ACC: Unlocking the secrets of reimbursement
NEW ORLEANS— An expert panel offered strategies for navigating new Medicare codes and provided tips for preparing for the ICD-10 transition, during a Monday presentation at the annual meeting of the American College of Cardiology.

The ACC has benefited from many advocacy successes in the last year, when success is defined as stable, rather than declining, value, according to moderator Robert N. Piana, MD, professor of medicine at Vanderbilt University in Nashville, Tenn.

James Blankenship, MD, of the American Medical Association (AMA) Resource-Based Relative Value Score (RBRVS) committee, confirmed what many cardiologists know. The RVU (relative value unit) has decreased significantly since 2000.

However, Medicare payment is based on three inputs, explained Blankenship: physician work expense, practice expense and liability insurance expense.

The payment process begins with code development for individual procedures. The AMA RBRVS committee recommends a value, and the Centers for Medicare & Medicaid Services (CMS) accepts or rejects the recommendation.

Over the last few years, Blankenship confided, the AMA has seen more pushback from CMS. Another recent wrinkle in reimbursement trends has been pressure on the RUC to bundle codes. The impetus is to cut payment for duplicative work, explained Blankenship.

RUC has bundled multiple cardiology codes including echocardiography, stress echocardiography and nuclear cardiology, which has resulted in value drops of 17 percent, 7 percent and 30 percent, respectively.

“It’s a pattern,” opined Blankenship, who shared that Medicare also directed the RUC to bundle cath codes, which dropped the value by 10 percent. However, the total RVU actually increased for caths performed in physician-owned labs because CMS increased the practice expense and liability insurance expense components.

Other codes on the docket include those for intracardiac catheter ablation of arrythmogenic focus for treatment of ventricular tachycardia, external cardiovascular device and event monitoring  and coronary stenting.

Blankenship peeled back the layers on the process, explaining that Medicare is requiring the RUC to re-value coronary stenting codes in the RVU revision process. “Current payments are based on skin-to-skin time of two hours, but the procedure requires before and after procedure work amounting to 3 hours and 45 minutes,” he explained. If the AMA survey shows less skin-to-skin time, the RVU and payments will decrease roughly proportionately, he cautioned. He recommended that cardiologists participate in the ACC survey process to inform and possibly circumvent future cuts.
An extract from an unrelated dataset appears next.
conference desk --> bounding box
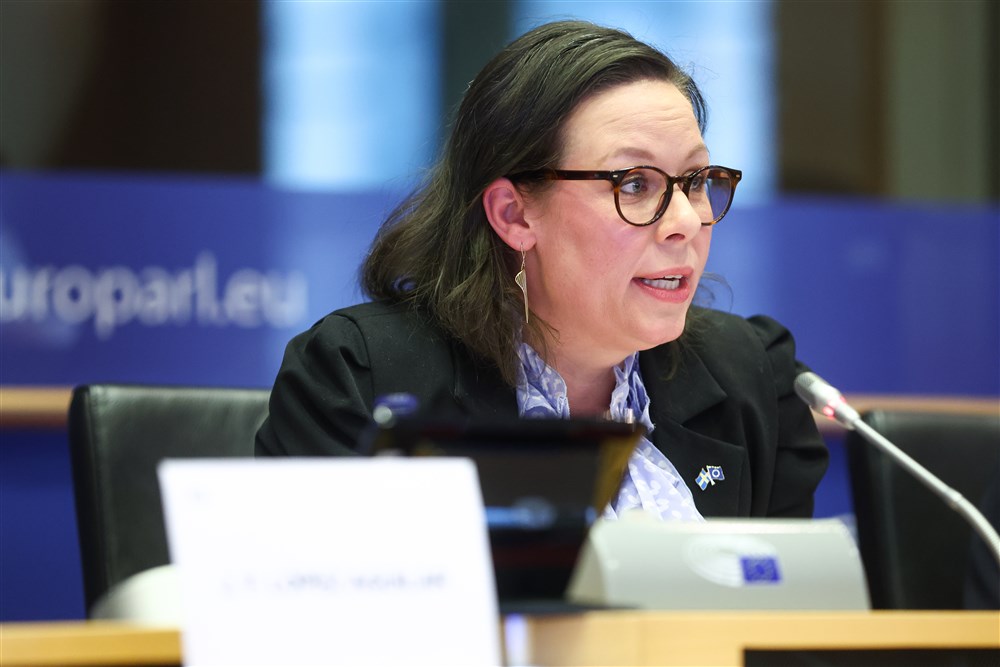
[0,611,1000,667]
How to avoid pitfalls in coding
“Increased specificity is required in coding,” asserted Linda Gates-Striby, St. Vincent’s Medical Group in Indianapolis. That’s because payor quality initiatives and ICD-10 hinge on specificity and details.

Gates-Striby shared her experience with quality and cost programs in Indiana, with physician rankings already impacting patients’ out-of-pocket costs.

“Payors are setting the stage for a tiered network based on physician quality,” she explained. She recommended that cardiologists diligently report details on co-morbidities and other diagnosis codes that increase severity. Otherwise, patients may be classified as lower risk than they are, which could result in misaligned profiles that don’t reflect the severity of the patient’s condition.

Medicare, she said, is following suit and developing its own payment modifier.

Adhering to such parameters is good training for ICD-10, which affects physicians as well as coders. Gates-Striby warned that ICD-10 increases diagnosis codes from 14,000 in ICD-9 to 70,000.